It did not pan out for him at Madrid but Diarra, who was reborn at Marseille before jumping ship to Al Jazira, is still highly regarded and is now a Paris Saint-Germain transfer target. Available on a free, he could be an ideal January signing, again.
Rory Delap – Stoke City
Everyone realises just how important Rory Delap was for Stoke in the days when Tony Pulis would consider it blasphemous for his players to pass the ball along the ground.
But the man primarily known for his big ears and bullet throw-ins was an unfair figure of fun in a period where Stoke were first establishing themselves in the Premier League.
The former javelin schoolboy champion was a steady midfielder too and, though we’re technically cheating as he permanently signed for Stoke while they were in the Championship, he deserves to be ‘thrown’ in here.
At one point during the club’s debut Premier League season in 2008-09, the ‘Delap special’ had directly assisted seven of Stoke’s 13 goals.
He had cost the Potters diddly squat from Sunderland, but made his exit in 2012 after making more than 200 appearances. Well played.
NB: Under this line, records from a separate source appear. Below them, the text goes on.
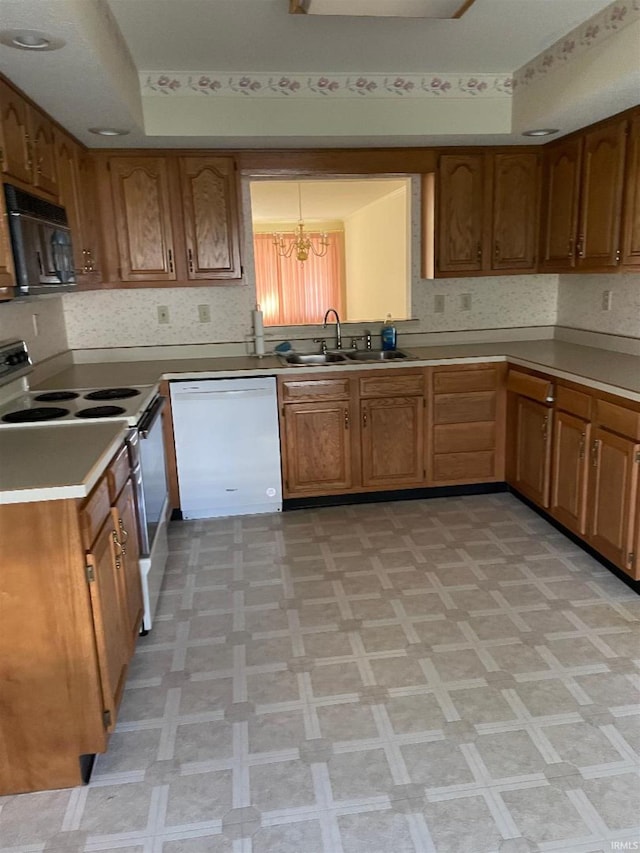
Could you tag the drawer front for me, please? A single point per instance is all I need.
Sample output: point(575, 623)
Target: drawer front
point(456, 381)
point(402, 385)
point(93, 512)
point(618, 419)
point(464, 466)
point(118, 473)
point(533, 387)
point(460, 438)
point(573, 402)
point(300, 390)
point(464, 408)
Moussa Sissoko – Newcastle
Some Newcastle fans hold Moussa Sissoko partly responsible for a miserable relegation campaign that saw many of their established stars carry themselves like anything but.
But when the France midfielder was hot, he was scorching. On his day, he can make the opposition look like they are running through treacle either in defence or attack.
Signed for a laughable £1.5m from Toulouse in 2013, Sissoko swelled his transfer fee tenfold after outshining France teammate Paul Pogba at Euro 2016 and Newcastle took £30m to the bank when Tottenham came calling.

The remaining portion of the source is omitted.